Henry Gruver’in kehaneti: Rusların Amerikaya saldırdığını gördüm. 14 Eylül 1985

14 Eylül 1985’te Galler’deydim. Caernarvon’da kartal kulesine çıkmıştım. Kuzey denizi, Norveç, İsveç, Danimarka, İskoçya’nın ucu, Grönland, İzlanda’nın olduğu yere İrlanda Denizine bakıyordum.

Birdenbire kendimi dünyanın üzerinde bir top gibi dünyaya bakıyor olarak buldum. Aşağıya dünyaya bakıyorken muazzam miktarda her çeşit gemi ve uçakların olduğunu gördüm. Norveç’in ötesinden geliyorlardı. ABD ve Avrupayı hedeflemişlerdi. Bütün Atlantik okyanusunu tam anlamıyla kaplamışlardı.

Sonra ABD’ye ne olduğunu görmek istedim. ABD üzerinden dünyaya baktım. ABD’ye radyo iletişim kulelerinin geldiğini gördüm. İletişim sağlamak için sivri çizgiler gördüm. Aşağıya doğru bakarken birdenbire yeryüzüne toz benzeri bir şey dökmeye başladılar. Ne olduğunu bilmiyorlar. Onlar tümüyle bihaber…

Sonra bütün denizaltılar su yüzüne çıkmaya başladılar. Onların sınırlarımıza ne kadar yakın olduklarını farkettim. Bizim kara sularımız içindeydiler. Sonra füzelerin dışarı çıkarıldığını gördüm. ABD’nin doğu kıyılarını vurmaya başladılar.
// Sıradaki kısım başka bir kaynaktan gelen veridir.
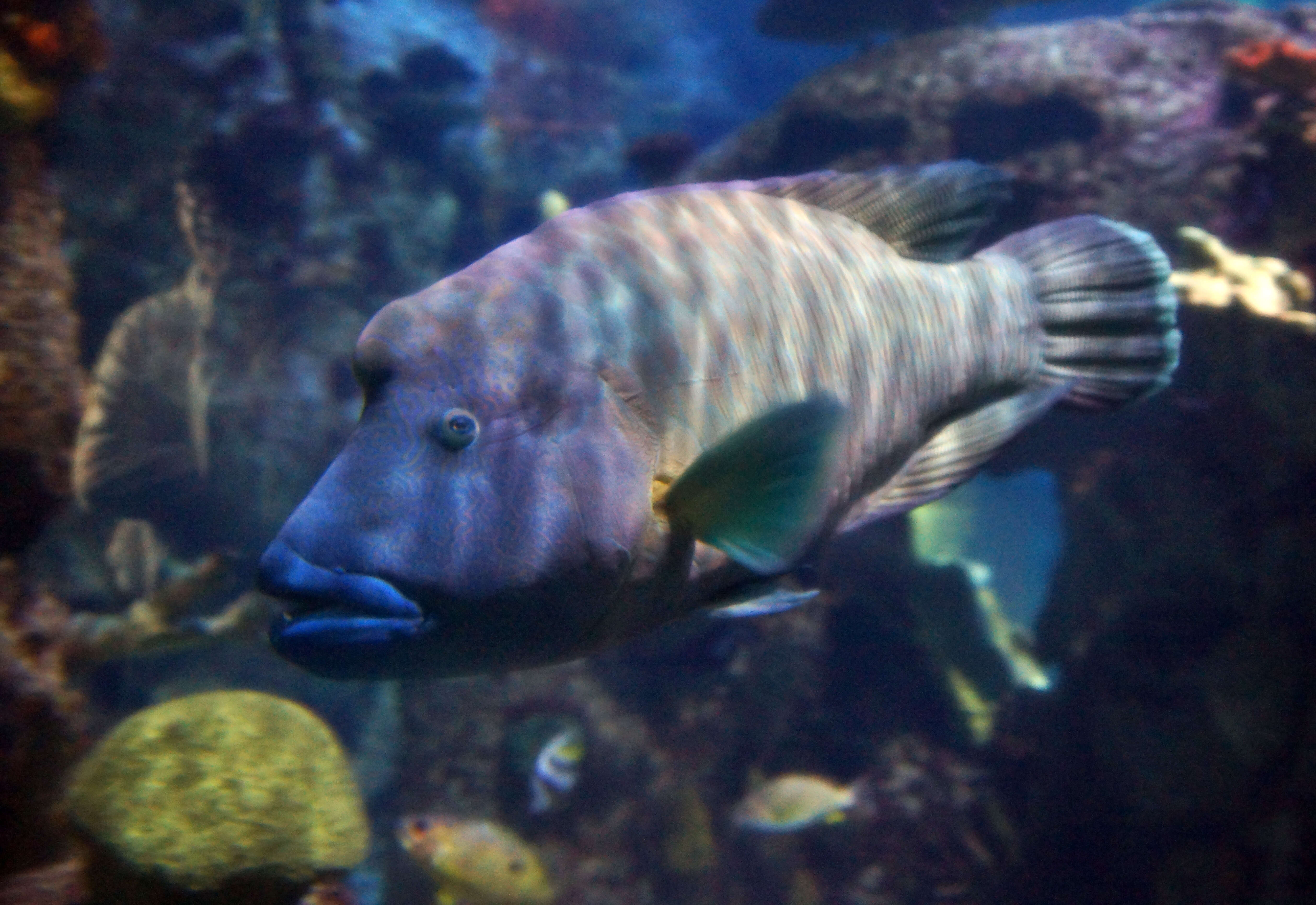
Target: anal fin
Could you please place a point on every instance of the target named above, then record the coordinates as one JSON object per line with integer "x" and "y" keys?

Ailemin yaşadığı kuzeybatı sahiline baktım. Denizaltıları gördüm. Füzelerin çıkarıldığını ve batı sahillerini vurduğunu gördüm. Aman Tanrım, bu ne zaman olacak ve onun geldiğinin işaretleri ne olacak dedim.

Bie ses bana seslendi: Ne zaman ki Rusya kapılarını açar ve kitlelerin gitmesine izin verirse, hür dünya Rusyayı nakliye, konut, gıda ve kitlesel ihtiyaçların tedariki ile işgal edecek. Barış ve güvenliğin sağlanması için silahların sayısı indirilecek. Sonra aniden yıkım gelecek. Bu olay işte o zaman meydana gelecek.

“5: 2 Çünkü siz de çok iyi bilirsiniz ki, Rab'bin günü gece hırsız nasıl gelirse öyle gelecektir.

5: 3 İnsanlar, "Her şey esenlik ve güvenlik içinde" dedikleri bir anda, gebe kadının birden sancılanması gibi, ansızın yıkıma uğrayacak ve asla kaçamayacaklar. – İncil, Selanikliler.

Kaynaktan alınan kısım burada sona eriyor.